There was a new touch of belligerence in her voice and something more, something ancient and far deadlier.

He frowned as a car’s headlights slashed across his face.

He almost ended up in a ditch, trailer and all. He still cringed before bright light. Old habits died hard. A second later, as the sound of vengeful laughter pricked him, he muttered an obscenity under his breath. He got the shiny red truck back on the highway, turning off a short while later onto a deserted smaller road to avoid further headlights.

They drove through the night, not stopping to feed along the way. They’d park at dawn in a lush part of the woods, he decided, where the sun was dim, and rest during the day in the trailer with the black shades pulled down over the windows.
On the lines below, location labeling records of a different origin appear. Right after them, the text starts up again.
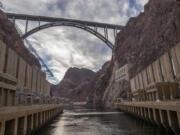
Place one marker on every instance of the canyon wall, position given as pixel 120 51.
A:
pixel 10 36
pixel 138 44
pixel 74 85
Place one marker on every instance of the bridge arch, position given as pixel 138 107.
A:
pixel 72 24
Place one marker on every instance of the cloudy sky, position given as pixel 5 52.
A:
pixel 64 47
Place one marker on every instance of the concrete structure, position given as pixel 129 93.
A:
pixel 52 22
pixel 160 80
pixel 155 94
pixel 19 80
pixel 24 120
pixel 22 84
pixel 164 114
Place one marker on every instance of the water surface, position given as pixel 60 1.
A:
pixel 81 121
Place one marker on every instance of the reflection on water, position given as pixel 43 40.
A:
pixel 93 122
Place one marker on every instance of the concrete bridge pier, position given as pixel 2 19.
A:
pixel 150 114
pixel 156 116
pixel 173 121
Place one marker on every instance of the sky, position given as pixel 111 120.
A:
pixel 64 47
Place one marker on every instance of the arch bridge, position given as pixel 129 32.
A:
pixel 91 27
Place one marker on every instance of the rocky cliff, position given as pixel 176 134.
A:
pixel 10 36
pixel 74 85
pixel 141 41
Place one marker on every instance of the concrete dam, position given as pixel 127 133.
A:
pixel 155 95
pixel 25 102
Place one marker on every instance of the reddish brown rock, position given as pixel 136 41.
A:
pixel 73 85
pixel 142 40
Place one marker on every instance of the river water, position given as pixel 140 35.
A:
pixel 82 121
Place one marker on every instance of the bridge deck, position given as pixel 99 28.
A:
pixel 54 19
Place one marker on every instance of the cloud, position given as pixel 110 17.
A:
pixel 64 47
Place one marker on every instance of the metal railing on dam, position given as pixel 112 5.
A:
pixel 155 93
pixel 24 120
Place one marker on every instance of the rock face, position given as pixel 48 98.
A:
pixel 74 84
pixel 9 35
pixel 142 40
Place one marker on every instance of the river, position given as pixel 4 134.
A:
pixel 82 121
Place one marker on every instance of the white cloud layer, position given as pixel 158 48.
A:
pixel 64 47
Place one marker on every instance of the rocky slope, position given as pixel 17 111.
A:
pixel 141 41
pixel 9 35
pixel 74 84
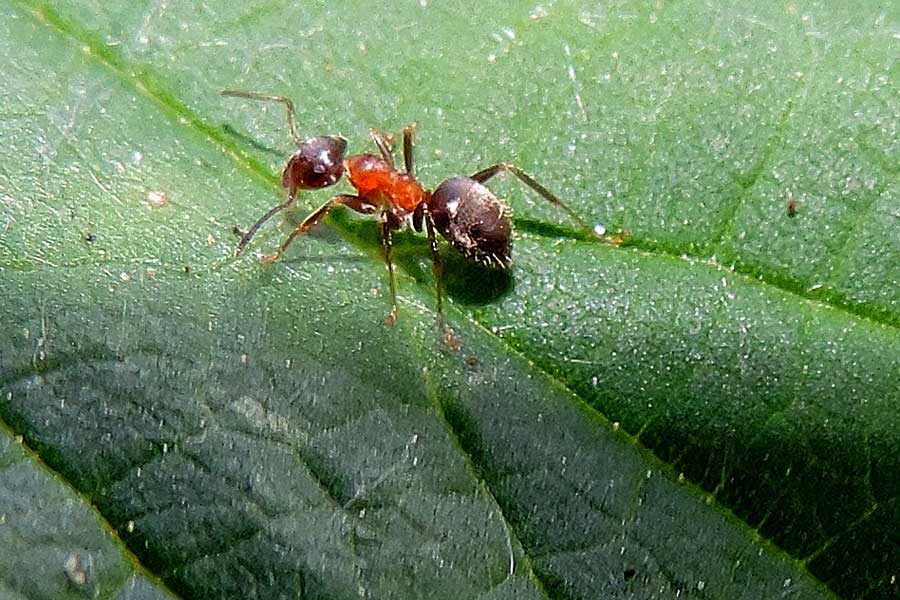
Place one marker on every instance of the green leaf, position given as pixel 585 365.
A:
pixel 710 410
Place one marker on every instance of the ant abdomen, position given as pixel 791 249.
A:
pixel 317 163
pixel 473 220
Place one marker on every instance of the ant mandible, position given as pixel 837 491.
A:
pixel 462 209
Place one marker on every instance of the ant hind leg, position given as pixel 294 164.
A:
pixel 483 175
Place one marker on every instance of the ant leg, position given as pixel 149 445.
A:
pixel 485 174
pixel 409 133
pixel 292 197
pixel 288 104
pixel 387 241
pixel 438 268
pixel 385 145
pixel 354 202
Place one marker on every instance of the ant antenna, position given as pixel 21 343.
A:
pixel 288 104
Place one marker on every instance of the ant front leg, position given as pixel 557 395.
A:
pixel 385 144
pixel 409 134
pixel 485 174
pixel 438 268
pixel 242 245
pixel 388 223
pixel 354 202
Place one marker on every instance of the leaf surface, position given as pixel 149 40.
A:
pixel 710 410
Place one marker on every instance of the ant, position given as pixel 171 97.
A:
pixel 461 209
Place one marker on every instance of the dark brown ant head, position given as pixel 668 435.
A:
pixel 318 162
pixel 473 220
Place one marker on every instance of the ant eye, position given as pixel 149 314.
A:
pixel 317 163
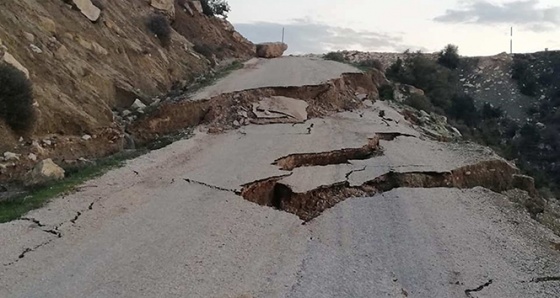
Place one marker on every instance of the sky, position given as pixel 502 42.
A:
pixel 478 27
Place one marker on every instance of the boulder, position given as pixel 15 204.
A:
pixel 43 172
pixel 196 5
pixel 281 107
pixel 403 91
pixel 10 156
pixel 525 183
pixel 138 105
pixel 271 49
pixel 167 6
pixel 87 8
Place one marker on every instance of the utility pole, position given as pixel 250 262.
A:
pixel 511 42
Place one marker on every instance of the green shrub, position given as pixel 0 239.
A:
pixel 16 98
pixel 386 92
pixel 462 108
pixel 371 63
pixel 449 57
pixel 159 25
pixel 204 49
pixel 490 112
pixel 438 82
pixel 334 56
pixel 215 7
pixel 419 102
pixel 526 79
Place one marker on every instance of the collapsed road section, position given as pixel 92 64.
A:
pixel 496 175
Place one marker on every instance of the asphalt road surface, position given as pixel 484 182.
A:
pixel 171 224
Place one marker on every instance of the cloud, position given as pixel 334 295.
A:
pixel 522 12
pixel 304 36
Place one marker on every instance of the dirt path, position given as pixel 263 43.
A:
pixel 177 222
pixel 281 72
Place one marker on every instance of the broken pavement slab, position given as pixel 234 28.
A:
pixel 281 107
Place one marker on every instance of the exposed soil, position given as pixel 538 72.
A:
pixel 496 175
pixel 220 112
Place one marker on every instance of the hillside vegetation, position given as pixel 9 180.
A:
pixel 534 143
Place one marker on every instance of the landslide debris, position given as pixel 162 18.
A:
pixel 496 175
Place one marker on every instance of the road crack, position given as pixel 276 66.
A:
pixel 53 231
pixel 354 171
pixel 237 192
pixel 496 175
pixel 545 279
pixel 478 289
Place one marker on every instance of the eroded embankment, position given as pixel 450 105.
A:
pixel 496 175
pixel 341 156
pixel 222 111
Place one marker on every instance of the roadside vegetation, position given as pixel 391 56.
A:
pixel 36 197
pixel 362 65
pixel 15 207
pixel 159 25
pixel 16 99
pixel 534 145
pixel 215 7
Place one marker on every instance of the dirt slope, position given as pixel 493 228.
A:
pixel 182 225
pixel 82 70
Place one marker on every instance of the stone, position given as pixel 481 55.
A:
pixel 36 49
pixel 525 183
pixel 8 58
pixel 281 107
pixel 196 5
pixel 167 6
pixel 43 172
pixel 47 24
pixel 227 25
pixel 456 131
pixel 32 157
pixel 98 49
pixel 30 37
pixel 271 49
pixel 36 148
pixel 87 8
pixel 10 156
pixel 138 105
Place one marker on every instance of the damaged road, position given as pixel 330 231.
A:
pixel 387 212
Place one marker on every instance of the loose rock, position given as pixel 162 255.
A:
pixel 271 49
pixel 45 171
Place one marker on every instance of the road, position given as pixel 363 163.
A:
pixel 280 72
pixel 172 224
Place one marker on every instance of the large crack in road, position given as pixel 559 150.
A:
pixel 496 175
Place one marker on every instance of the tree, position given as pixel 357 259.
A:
pixel 16 99
pixel 449 57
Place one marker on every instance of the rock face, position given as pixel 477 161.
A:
pixel 8 58
pixel 197 5
pixel 403 91
pixel 166 6
pixel 271 49
pixel 87 8
pixel 43 172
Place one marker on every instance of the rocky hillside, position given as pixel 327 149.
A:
pixel 86 59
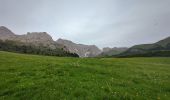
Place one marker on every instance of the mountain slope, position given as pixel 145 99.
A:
pixel 107 52
pixel 80 49
pixel 155 49
pixel 33 43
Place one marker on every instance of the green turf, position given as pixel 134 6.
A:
pixel 31 77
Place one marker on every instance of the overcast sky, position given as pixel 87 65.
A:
pixel 113 23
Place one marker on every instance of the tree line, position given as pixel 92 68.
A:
pixel 18 47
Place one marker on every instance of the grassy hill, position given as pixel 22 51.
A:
pixel 35 77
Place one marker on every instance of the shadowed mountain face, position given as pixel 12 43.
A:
pixel 34 38
pixel 44 39
pixel 112 51
pixel 80 49
pixel 160 48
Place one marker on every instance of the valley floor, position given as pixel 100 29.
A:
pixel 35 77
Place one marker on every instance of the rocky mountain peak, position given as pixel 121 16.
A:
pixel 80 49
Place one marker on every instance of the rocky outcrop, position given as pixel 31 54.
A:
pixel 112 51
pixel 80 49
pixel 34 38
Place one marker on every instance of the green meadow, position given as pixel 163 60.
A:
pixel 32 77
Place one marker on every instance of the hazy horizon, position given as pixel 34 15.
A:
pixel 104 23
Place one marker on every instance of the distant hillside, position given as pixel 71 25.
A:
pixel 108 52
pixel 160 48
pixel 32 43
pixel 80 49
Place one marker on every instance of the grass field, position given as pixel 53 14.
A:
pixel 31 77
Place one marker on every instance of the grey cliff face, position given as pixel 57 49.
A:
pixel 35 38
pixel 80 49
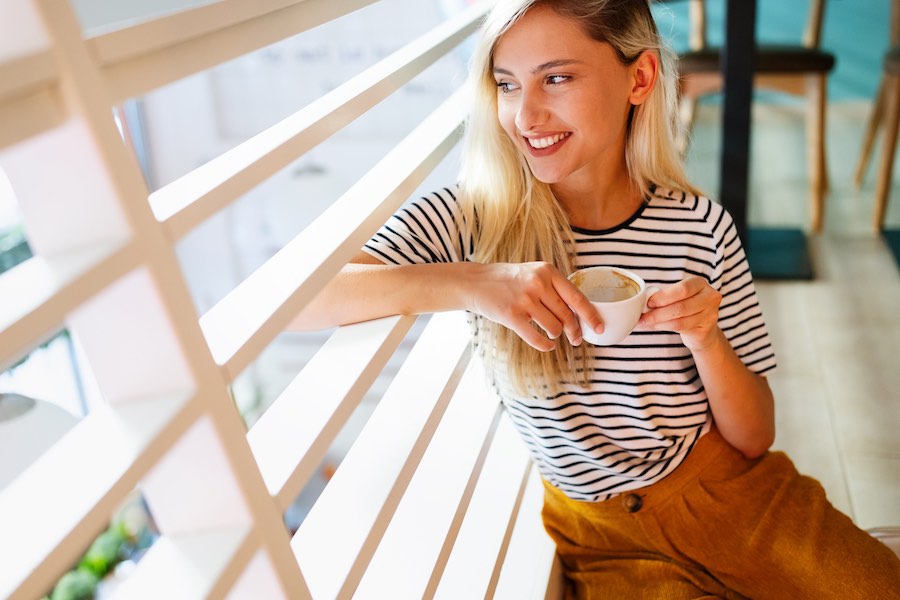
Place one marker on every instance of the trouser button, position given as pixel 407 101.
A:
pixel 632 502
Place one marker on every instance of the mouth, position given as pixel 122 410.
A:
pixel 542 146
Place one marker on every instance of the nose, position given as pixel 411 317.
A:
pixel 532 111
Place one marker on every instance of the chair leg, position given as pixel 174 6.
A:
pixel 687 112
pixel 886 168
pixel 815 150
pixel 869 140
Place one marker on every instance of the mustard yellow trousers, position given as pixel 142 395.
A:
pixel 719 526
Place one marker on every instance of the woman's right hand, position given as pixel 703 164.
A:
pixel 517 294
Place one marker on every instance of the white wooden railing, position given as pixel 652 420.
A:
pixel 436 497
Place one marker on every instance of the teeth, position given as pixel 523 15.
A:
pixel 547 141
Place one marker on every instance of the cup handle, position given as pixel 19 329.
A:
pixel 650 291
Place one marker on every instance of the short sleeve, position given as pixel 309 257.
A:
pixel 429 229
pixel 740 315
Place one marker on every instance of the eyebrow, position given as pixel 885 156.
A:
pixel 542 67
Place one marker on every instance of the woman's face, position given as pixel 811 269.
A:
pixel 562 97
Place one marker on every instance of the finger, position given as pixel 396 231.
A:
pixel 533 337
pixel 567 319
pixel 581 306
pixel 547 321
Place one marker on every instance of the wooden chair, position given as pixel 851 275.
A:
pixel 886 111
pixel 799 70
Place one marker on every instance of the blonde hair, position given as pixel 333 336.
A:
pixel 516 217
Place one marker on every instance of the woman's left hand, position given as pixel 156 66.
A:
pixel 689 308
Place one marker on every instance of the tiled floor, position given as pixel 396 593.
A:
pixel 837 337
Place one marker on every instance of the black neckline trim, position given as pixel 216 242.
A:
pixel 615 228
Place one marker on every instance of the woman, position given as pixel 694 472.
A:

In a few nights, when they were far enough away to risk it, they’d seek food. When it was safer.

The others wouldn’t like it, but he was determined not to leave behind a trail of bread crumbs this time.

They’d just have to damn well wait, he told himself, as the vehicle and its shadow flew down the misty highways towards the new town, far away from the bloody mess they’d left behind and the bloodhound police.

Far away. Someplace inconspicuous, out-of-the-way, and warm. Fresh territory. Maybe they would start that business he’d been dreaming of. He wasn’t sure of the condition of what awaited them there, but he was hopeful that it was good, and that everything would work out.

This time, he fretted they would just have to be more careful. He’d have to watch Irene closer; that was all.

What he needed to do was put her on a leash.

There’d been too damn many close calls lately.

They
weren’t as stupid as they used to be in the old days, and why was he the only one to see it? Never the others. Well, he’d have to make them understand somehow. He had to.

Someday their very survival, he was sure, would depend on it.